Another development since 2000 is the rapid improvement in laser beam quality with fiber and disk lasers.  The higher beam quality and higher peak powers have allowed for use of smaller spot size at higher power densities to the point where aluminum can be easily fusion welded with laser beams that produce deep and narrow welds, mimicking profiles produced with electron beam welding.  Higher peak power also allows for rapid linear speed during welding resulting in very narrow heat affected zones which limits the loss of strength due to welding that is encountered with arc welding processes.   Rapid heating and cooling during laser welding also avoids excessive heat dissipation from the weld and the corresponding collateral damage to sensitive components in the vicinity.


In situations where welding is not the preferred mode of joining, Aluminum is also well suited for adhesive bonding.   Adhesive bonding has many benefits including uniform distribution of loads over larger areas, good fatigue life, capability to provide vibration damping, formation of sealed joints along with bonding, and avoids degradation of aluminum strength due to welding.   With proper preparation of component surfaces with pre-treatments, adhesive bonds are quite strong and have a long life suitable for structural applications.


Similar to steels, Aluminum also offers a wide variety of alloy options based on families as listed in the table below along with common applications.

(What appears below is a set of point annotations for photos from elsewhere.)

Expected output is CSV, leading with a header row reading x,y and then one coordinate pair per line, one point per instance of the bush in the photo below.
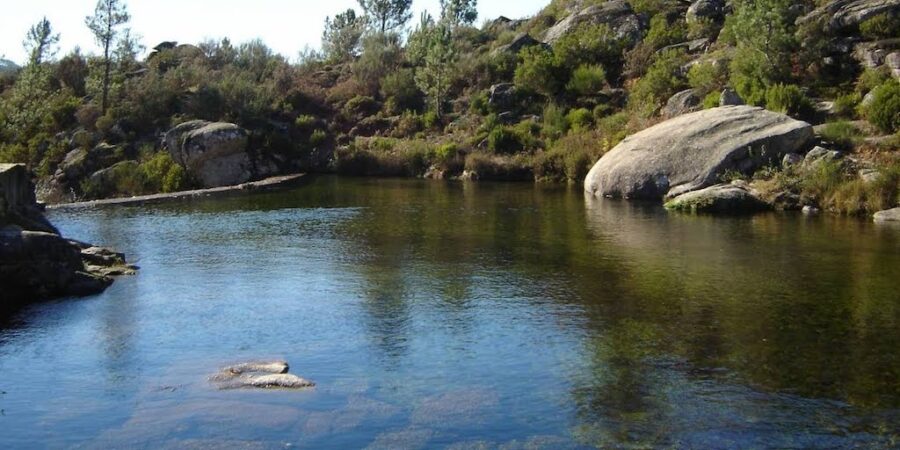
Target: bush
x,y
843,134
586,81
539,71
504,140
580,119
788,99
884,109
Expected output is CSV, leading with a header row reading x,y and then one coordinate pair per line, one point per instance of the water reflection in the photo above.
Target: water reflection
x,y
488,315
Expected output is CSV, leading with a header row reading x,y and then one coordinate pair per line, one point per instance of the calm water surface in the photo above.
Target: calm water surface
x,y
437,315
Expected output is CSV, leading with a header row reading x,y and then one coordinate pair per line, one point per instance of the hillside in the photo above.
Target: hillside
x,y
537,99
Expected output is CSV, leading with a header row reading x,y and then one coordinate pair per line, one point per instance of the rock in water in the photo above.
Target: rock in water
x,y
259,374
722,198
890,215
693,151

Use of aluminum, already dominant in aircraft construction and with a substantial share in rail and marine transportation, is exhibiting rapid growth in the automotive industry as EVs and hybrids are becoming widely popular all over the world.  By some industry estimates, use of Aluminum will be ten times present usage levels in the next two decades; new options for welding and bonding aluminum will play a significant role in this growth.  A design engineer would do well to give aluminum serious consideration as a worthy alternative where steel would have been the material of choice till now.